Is Putin reviving the Cold War to regain his nationalist credentials, tarnished by the positioning, unopposed, of American troops in central Asia, the unilateral American withdrawal from the anti-ballistic missile treaty and the expansion of NATO and the European Union to Russia's borders?

Or, dependent as it is on energy exports, is Russia opposed to the war because it fears an American monopoly on the second largest known reserves of crude? Russia announced on Thursday that it would insist on honoring all prewar contracts signed between Iraq and Russian oil companies, worth billions of dollars -- and on the repayment of $8 billion to $9 billion in Iraqi overdue debt to Russia.


According to Rosbalt, every drop of $1 in oil prices translates into annual losses to the Russian treasury of $2 billion. Russian aggregate corporate profits rose in January by one-fifth year on year, mostly on the strength of surging crude quotes. The Economist Intelligence Unit expects this year's gross domestic product to grow by 3.8 percent. Foreign exchange reserves are stable at $54 billion.

The threat to Russia's oil prominence and market share is not imminent. Iraqi oil is unlikely to hit world markets in the next few years, as Iraq's dilapidated and outdated infrastructure is rebuilt. Moreover, Russian oil is cheap compared to the North Sea or Alaskan varieties and thus constitutes an attractive investment opportunity as the recent takeover of Tyumen Oil by British Petroleum proves. Still, the long-term risk of being unseated by a reconstructed Iraq as the second largest oil producer in the world is tangible.

Russia has spent the last six months enhancing old alliances and constructing new bridges. According to Interfax, the Russian news agency, yesterday, Russia has made yet another payment of $27 million to the International Monetary Fund. The Russian and Romanian prime ministers met and signed bilateral agreements for the first time since 1989. This week, after 12 years of abortive contacts, the republics of the former Yugoslavia agreed with the Russian Federation on a framework for settling its $600 million in clearing debts.


Recent spats notwithstanding, the Anglo-Saxon alliance still regards Russia as a strategically crucial ally. Last week, British police, in a sudden display of unaccustomed efficacy, nabbed Russian oligarch and mortal Putin-foe, Boris Berezovsky, charged by the Kremlin with defrauding the Samara region of $13 million while he was director of LogoVaz in 1994-5.

The Russian foreign minister, Igor Ivanov, did not remain oblivious to these overtures.
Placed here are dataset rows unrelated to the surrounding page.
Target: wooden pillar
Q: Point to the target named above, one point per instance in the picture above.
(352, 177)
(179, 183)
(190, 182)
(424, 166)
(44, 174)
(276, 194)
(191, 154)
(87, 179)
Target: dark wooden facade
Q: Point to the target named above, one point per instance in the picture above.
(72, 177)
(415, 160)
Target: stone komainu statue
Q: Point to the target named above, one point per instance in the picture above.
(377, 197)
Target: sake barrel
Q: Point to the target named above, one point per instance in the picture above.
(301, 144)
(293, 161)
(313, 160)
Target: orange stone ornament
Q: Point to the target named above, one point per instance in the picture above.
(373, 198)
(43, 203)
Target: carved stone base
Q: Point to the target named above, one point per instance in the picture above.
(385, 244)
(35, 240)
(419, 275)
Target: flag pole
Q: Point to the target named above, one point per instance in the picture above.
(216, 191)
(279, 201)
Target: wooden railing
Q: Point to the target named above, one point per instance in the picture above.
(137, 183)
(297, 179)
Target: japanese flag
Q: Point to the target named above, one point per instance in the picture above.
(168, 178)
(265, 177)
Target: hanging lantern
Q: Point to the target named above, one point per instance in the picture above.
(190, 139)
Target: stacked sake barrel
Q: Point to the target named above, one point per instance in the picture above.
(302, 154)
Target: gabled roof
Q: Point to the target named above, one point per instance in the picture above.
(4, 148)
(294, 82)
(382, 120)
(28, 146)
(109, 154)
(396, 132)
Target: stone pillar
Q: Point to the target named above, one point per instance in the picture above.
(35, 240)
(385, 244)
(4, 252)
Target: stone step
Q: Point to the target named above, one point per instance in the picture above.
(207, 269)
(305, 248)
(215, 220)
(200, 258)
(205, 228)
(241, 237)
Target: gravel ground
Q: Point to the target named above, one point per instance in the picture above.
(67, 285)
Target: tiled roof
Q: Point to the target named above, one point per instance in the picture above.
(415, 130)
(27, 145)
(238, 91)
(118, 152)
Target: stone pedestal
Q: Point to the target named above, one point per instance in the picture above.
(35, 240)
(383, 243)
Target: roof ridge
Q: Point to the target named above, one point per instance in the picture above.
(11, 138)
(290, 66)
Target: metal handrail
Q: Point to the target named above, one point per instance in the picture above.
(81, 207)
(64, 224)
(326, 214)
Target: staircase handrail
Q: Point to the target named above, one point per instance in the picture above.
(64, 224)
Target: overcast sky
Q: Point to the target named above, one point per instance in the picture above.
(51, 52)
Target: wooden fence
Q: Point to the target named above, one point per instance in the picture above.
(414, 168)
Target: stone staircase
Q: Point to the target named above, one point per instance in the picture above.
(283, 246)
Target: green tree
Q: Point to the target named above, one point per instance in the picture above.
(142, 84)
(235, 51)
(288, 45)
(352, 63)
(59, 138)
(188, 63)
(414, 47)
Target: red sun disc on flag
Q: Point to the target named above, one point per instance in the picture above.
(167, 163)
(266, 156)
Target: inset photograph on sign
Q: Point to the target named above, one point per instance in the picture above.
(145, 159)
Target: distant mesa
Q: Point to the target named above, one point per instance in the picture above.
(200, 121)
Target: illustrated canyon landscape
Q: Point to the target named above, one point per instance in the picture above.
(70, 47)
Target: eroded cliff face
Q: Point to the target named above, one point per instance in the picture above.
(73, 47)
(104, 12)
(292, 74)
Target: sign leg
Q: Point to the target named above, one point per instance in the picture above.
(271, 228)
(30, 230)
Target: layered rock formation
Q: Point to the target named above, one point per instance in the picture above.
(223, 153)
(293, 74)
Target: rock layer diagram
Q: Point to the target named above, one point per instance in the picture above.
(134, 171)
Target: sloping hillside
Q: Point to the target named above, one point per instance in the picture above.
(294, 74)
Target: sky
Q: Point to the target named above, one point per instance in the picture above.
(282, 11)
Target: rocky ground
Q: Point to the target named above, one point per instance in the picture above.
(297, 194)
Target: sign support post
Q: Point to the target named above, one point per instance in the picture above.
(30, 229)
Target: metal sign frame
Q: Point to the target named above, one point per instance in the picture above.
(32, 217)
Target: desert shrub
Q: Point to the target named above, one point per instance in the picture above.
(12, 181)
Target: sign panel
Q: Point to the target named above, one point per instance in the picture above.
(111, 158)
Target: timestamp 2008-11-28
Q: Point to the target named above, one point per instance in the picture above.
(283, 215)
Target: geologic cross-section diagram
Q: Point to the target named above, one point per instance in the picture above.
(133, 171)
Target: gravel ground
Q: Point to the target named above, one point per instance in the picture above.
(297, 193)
Russia and the United States remain partners, he asserted. RIA Novosti, the Russian news agency, quoted him as saying: "If we settle the Iraqi problem by political means and in an accord, the road will open to teamwork on other, no less involved problems."

As Robert Kagan correctly observes in his essay "Of Paradise and Power: America and Europe in the New World Order," the weaker a polity is militarily, the stricter its adherence to international law, the only protection, however feeble, from bullying. Putin, presiding over a decrepit and bloated army, naturally insists that the world must be governed by international regulation and not by the "rule of the fist."

But Kagan -- and Putin -- get it backwards as far as the European Union is concerned. Its members are not compelled to uphold international prescripts by their indisputable and overwhelming martial deficiency. Rather, after centuries of futile bloodletting, they choose not to resort to weapons and, instead, to settle their differences juridically.


Thus, Putin is not a European in the full sense of the word. He supports an international framework of dispute settlement because he has no armed choice, not because it tallies with his deeply held convictions and values. According to Kagan, Putin is, in essence, an American: he believes that the world order ultimately rests on military power and the ability to project it.

Russia aspires to be America, not France. Its business ethos, grasp of realpolitik, nuclear arsenal and evolving values place it firmly in the Anglo-Saxon camp. Its dalliance with France and Germany is hardly an elopement. Had Russia been courted more aggressively by U.S. Secretary of State Colin Powell and its concerns shown more respect by the American administration, it would have tilted differently. It is a lesson to be memorized in Washington.